Once upstairs, visitors are confronted with an odd contraption made of steel and rolls of paper. A handle and a piece of plexiglass with the words "tear here" on it make it pretty clear what to do: turn the crank until the "tear here" on the paper lines up with the plexi: instant memento! The roughly one-meter length of paper gives a brief description of the exhibition followed by some selected projects, such as the Distillery and Garden Bridge. On the back of the paper are questions, the same ones that preface each project in the monograph: "Can a bridge be a place?" for the Garden Bridge, for example. It's common for museums and galleries to have a pamphlet or tear sheet for an exhibition, but Heatherwick provides a literal tear sheet that gets the visitor into the action. This somewhat overblown expression is aligned with the way Heatherwick reconsiders just about everything – but does he reconsider how to exhibit architecture and design?

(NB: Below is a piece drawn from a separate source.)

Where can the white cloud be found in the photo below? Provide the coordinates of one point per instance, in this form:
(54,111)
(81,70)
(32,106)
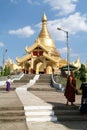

While I appreciate the layout in the museum's third floor galleries, I'd argue that the exhibition does not break any ground with displaying architecture and design. As the photo above indicates, the exhibition is made up of stands of varying heights for models, some of them in plexi cases. The walls are used almost exclusively for large-scale renderings and photographs. In essence the layout is limited to three-dimensional process atop the terrain of boxy stands and completed (or idealized, in the case of renderings) impressions on the walls. While not groundbreaking, it works fairly well – minus one thing: the Cooper Hewitt pen.
In the foreground of the photo above is one of the interactive tables sprinkled about the museum. Here visitors can use the pens they picked up at the entrance to "interact" with the exhibition and the museum's collection. Visitors take the pen and click the "+" on the back of it with a matching "+" by the piece they want the pen to remember for later. The problem at Provocations is that the interactive "+"s are limited to signs, like the one below, that lay out the plan of the exhibition but are found in only a few places around the exhibition. Therefore, one cannot click the pen when looking at a model or a photograph; it can only be done after finding the layout sign and then orienting oneself to the appropriate number.
The pen problem aside, Provocations is a not-to-miss exhibition, especially for the models and the new projects; Pier 55, the last project in the counterclockwise layout is great to see. The book, on the other hand, is highly recommended for the words that Heatherwick and Rowe use to explain and persuade.